Topic modeling

Prepare input data

Follow the steps below to run topic_modeling on Terra.

  1. Prepare your count matrix. Cumulus currently supports the following formats: ‘zarr’, ‘h5ad’, ‘loom’, ‘10x’, ‘mtx’, ‘csv’, ‘tsv’ and ‘fcs’ (for flow/mass cytometry data) formats

  2. Upload your count matrix to the workspace.

    Example:

    gsutil cp /foo/bar/projects/dataset.h5ad gs://fc-e0000000-0000-0000-0000-000000000000/
    

    where /foo/bar/projects/dataset.h5ad is the path to your dataset on your local machine, and gs://fc-e0000000-0000-0000-0000-000000000000/ is the Google bucket destination.

  3. Import topic_modeling workflow to your workspace.

    See the Terra documentation for adding a workflow. The cumulus workflow is under Broad Methods Repository with name “cumulus/topic_modeling”.

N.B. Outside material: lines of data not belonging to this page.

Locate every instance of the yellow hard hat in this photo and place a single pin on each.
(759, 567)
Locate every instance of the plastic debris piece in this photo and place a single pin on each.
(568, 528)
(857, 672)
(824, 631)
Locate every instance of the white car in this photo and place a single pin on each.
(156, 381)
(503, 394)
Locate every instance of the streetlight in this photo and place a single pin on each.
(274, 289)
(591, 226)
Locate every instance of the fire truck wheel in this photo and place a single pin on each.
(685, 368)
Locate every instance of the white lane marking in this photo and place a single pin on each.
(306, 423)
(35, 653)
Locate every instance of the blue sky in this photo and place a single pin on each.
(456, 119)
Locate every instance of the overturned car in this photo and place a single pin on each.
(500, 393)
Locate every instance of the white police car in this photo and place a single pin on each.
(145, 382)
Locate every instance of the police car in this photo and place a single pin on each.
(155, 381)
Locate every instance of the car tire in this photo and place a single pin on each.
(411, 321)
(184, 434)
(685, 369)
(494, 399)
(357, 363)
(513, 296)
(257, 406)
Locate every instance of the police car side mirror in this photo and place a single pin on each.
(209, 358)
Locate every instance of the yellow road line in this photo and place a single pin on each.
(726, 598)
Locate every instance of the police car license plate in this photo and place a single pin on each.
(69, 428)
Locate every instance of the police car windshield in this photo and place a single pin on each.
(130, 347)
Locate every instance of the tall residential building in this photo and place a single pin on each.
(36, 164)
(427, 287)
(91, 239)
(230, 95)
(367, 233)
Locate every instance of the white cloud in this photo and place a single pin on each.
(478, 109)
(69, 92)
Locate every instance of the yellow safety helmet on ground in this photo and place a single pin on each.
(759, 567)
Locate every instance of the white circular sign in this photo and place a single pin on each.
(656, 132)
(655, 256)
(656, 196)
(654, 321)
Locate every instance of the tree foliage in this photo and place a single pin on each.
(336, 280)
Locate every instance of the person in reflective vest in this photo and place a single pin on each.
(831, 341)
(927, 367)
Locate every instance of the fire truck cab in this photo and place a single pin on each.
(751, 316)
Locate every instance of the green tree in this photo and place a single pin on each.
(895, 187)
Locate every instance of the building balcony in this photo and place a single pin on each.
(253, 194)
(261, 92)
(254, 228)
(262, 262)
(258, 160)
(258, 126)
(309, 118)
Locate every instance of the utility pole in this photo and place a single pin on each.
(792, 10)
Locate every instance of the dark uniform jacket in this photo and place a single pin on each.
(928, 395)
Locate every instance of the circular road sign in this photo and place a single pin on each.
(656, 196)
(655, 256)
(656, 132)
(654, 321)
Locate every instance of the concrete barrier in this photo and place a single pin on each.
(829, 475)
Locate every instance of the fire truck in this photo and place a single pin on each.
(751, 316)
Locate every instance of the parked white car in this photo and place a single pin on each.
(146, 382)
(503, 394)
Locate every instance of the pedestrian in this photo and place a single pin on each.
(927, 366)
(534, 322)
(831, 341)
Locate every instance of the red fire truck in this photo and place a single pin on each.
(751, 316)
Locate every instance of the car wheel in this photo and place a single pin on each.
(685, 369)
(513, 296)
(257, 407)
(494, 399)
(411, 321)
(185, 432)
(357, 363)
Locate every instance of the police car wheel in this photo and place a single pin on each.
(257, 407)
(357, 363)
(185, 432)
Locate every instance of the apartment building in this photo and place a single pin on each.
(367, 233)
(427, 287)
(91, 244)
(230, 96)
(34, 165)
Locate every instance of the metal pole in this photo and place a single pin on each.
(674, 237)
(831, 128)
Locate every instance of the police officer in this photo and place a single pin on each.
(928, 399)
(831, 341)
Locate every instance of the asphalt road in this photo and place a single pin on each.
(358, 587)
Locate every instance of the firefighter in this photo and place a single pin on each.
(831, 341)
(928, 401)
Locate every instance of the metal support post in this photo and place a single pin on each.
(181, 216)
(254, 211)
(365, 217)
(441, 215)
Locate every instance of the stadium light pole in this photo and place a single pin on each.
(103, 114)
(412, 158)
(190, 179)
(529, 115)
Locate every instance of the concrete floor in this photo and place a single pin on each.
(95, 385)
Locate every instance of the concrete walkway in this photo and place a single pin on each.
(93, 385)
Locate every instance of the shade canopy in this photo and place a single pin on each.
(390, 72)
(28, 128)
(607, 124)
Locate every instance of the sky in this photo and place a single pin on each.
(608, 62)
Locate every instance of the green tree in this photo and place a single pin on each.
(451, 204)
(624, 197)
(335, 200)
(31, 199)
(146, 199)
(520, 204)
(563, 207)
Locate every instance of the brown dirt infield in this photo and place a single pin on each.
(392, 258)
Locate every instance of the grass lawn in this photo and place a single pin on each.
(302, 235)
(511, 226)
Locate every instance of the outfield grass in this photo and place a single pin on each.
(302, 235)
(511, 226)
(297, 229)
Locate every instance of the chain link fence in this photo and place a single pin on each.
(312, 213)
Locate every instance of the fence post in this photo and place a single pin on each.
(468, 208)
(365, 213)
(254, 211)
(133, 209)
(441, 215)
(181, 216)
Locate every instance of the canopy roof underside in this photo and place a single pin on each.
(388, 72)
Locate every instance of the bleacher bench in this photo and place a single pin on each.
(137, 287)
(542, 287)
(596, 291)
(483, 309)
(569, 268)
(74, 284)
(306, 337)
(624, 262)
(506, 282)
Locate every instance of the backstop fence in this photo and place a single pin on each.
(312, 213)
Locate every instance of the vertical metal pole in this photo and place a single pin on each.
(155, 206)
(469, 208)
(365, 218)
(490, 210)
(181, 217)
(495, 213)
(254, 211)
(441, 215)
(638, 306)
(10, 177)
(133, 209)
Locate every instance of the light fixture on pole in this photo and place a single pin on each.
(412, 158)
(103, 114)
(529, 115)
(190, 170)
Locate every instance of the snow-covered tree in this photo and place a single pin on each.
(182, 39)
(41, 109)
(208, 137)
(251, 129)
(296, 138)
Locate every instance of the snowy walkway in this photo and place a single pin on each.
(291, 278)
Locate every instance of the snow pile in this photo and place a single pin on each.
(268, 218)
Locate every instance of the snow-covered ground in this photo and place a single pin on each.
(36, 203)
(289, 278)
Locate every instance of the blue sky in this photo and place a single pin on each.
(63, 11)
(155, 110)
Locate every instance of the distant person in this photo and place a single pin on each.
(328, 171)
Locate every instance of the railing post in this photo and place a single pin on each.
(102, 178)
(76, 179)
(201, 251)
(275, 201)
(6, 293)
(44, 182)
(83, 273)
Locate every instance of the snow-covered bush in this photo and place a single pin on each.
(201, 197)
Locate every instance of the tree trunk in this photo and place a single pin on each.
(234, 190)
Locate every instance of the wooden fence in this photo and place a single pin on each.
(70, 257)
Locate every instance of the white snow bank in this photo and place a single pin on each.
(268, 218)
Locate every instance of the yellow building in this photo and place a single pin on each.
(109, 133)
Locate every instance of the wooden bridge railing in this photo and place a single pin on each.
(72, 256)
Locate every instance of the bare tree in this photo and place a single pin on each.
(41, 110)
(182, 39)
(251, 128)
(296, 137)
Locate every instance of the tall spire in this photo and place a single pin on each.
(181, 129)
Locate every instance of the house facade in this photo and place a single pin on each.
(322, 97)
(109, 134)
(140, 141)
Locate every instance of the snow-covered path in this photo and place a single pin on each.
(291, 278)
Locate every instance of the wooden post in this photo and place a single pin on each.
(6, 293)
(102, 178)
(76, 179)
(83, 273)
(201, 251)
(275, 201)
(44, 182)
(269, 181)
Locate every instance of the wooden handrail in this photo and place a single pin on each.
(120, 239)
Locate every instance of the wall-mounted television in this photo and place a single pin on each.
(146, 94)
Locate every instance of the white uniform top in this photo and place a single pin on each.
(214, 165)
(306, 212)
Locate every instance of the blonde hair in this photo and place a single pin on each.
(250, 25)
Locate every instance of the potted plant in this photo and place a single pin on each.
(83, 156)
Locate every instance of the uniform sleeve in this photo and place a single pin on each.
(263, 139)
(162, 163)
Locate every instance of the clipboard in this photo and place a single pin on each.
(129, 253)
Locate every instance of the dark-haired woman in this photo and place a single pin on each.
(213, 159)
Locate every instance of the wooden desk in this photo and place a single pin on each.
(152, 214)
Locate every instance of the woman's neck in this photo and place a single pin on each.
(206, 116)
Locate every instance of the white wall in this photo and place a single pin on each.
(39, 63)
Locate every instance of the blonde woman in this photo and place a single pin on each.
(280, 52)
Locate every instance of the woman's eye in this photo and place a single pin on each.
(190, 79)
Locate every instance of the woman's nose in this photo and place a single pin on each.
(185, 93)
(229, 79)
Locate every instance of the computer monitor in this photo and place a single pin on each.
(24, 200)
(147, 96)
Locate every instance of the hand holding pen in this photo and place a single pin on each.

    Moreover, in the workflow page, click the Export to Workspace... button, and select the workspace to which you want to export topic_modeling workflow in the drop-down menu.

  4. In your workspace, open topic_modeling in WORKFLOWS tab. Select Run workflow with inputs defined by file paths as below

    _images/single_workflow.png

    and click the SAVE button.

Workflow input

Inputs for the topic_modeling workflow are described below. Required inputs are in bold.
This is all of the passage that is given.